I don't want a bound thread impl, or I would have done that with the
thread attribute at creation time. I want the threads to ramp up fast
and I want them to migrate to other CPUs quickly.

> > There you go again with this "OS scheduler" thing that I've never heard
> > of. 10 seconds to stabilize is rather long when you consider I have
> > already served O(5000) requests.
> 
> You are really attempting to make this a personal argument here by
> attacking me.  I think this is completely uncalled for and 
> inappropriate.

I apoligise for the more snide comments made in my previous message.
They were perhaps inappropriate in this forum. I do however expect
this discussion to narrow in on the facts and come to a rational
conclusion instead of lingering on vague undefined concepts.

> 10 seconds isn't a long time for a server that will be up for months 
> or years.  And, as you said, you pulled that number (10 seconds) out 
> of thin air.  If you can substantiate it with real results, please
> provide them.  I don't consider a case of a 10 second delay for the 
> OS to properly balance itself with a particular thread model an issue.
> And, what is the impact of not having enough LWPs initially?  Were
> you testing on a SMP or UP box?  What was the type of CPU load that
> was being performed before it was balanced (usr, sys, or iowait)?

Unfortunately it may not be true that the server will be up for months or
years. In the best of cases we can hope for a MaxRequestsPerChild to be
infinite, but the reality is that 3rd party modules (and even httpd)
may leak memory. IIRC, the default MaxRequestsPerChild is 10000.
If it is taking me 5000 requests to reach a steady state, we are spending
half our time trying to ramp up before having to start all over again.

> You also haven't mentioned how many LWPs it stabilized at after
> 10 seconds?  Did Solaris choose to add a LWP for each user thread?  
> I have a feeling it wouldn't, but I may be wrong.  -- justin

I'll follow up this reply with some real numbers.

-aaron

Re: [proposal] apr_thread_setconcurrency()

Posted by Justin Erenkrantz <je...@ebuilt.com>.

On Sat, Sep 15, 2001 at 04:43:39PM -0700, Aaron Bannert wrote:

> > If you create too many LWPs, you will lose a lot of optimizations 
> > that are present in Solaris (i.e. handover of a mutex to another 
> > thread in the same LWP - as discussed with bpane on dev@httpd 
> > recently).
> 
> Of course, and that is something the caller needs to take into consideration.
> I'm not forcing you to use it, I just think it needs to be available.
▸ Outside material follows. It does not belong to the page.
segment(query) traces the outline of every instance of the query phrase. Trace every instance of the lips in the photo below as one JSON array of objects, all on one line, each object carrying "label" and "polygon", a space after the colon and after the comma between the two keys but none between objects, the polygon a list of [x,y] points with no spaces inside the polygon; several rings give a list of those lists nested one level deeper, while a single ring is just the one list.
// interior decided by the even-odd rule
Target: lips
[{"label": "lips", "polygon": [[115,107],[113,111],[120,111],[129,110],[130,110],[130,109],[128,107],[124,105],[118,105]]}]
I'm saying that it should never be used.  Simple.  You can't use
that call properly in any real-world case - just like I don't think 
you should call sched_yield ever.  You are attempting to solve a 
problem that is best solved somewhere else - the base operating 
system.

The testlock case doesn't matter because it never hits any of the 
Solaris-defined entry points.  This is a quirk in the OS and I see 
no reason to work around it.  If you want to make testlock do the 
right thing with the Solaris LWP model, use a reader/writer lock
to synchronize the starting of the threads.  This way you guarantee 
that all threads are started before you start execution of the 
tight exclusive loop (which is something that testlock doesn't do 
now).  You are assuming that the threads are created in parallel -
nowhere is that ordering is guaranteed.

> In consideration of your statement here I spend some time reading
> the Solaris 8 libpthread source. On that platform your statement
> here is false. Calling pthread_setconcurrency (or thr_setconcurrency
> for that matter) can only change the number of multiplexed LWPs in
> two ways: either not at all, or by increasing the number. I see
> no way that it acts as a ceiling.

Yes, you are correct and I was wrong - I reread the Solaris Internals 
book on my flight back to LAX today.  It isn't a ceiling.  However, 
the case of creating too many LWPs is completely valid and is brought 
up many times in their discussion of LWPs versus a bound thread model.
Kernel threads are very expensive in Solaris and part of the reason 
that it handles threads well is because it multiplexes the kernel 
threads efficiently.  No other OS I have seen handles threads as
gracefully as Solaris.

My guess is that in Solaris 9 they reworked the kernel thread API to 
be much faster than before so that it achieves similar 
creation/switching/destruction times to the user-space LWP threads.  
If they did that, I believe that it then makes sense to switch to 
bound threads by default.  (I do need to double check that they have 
switched to a bound threads by default in Solaris 9.)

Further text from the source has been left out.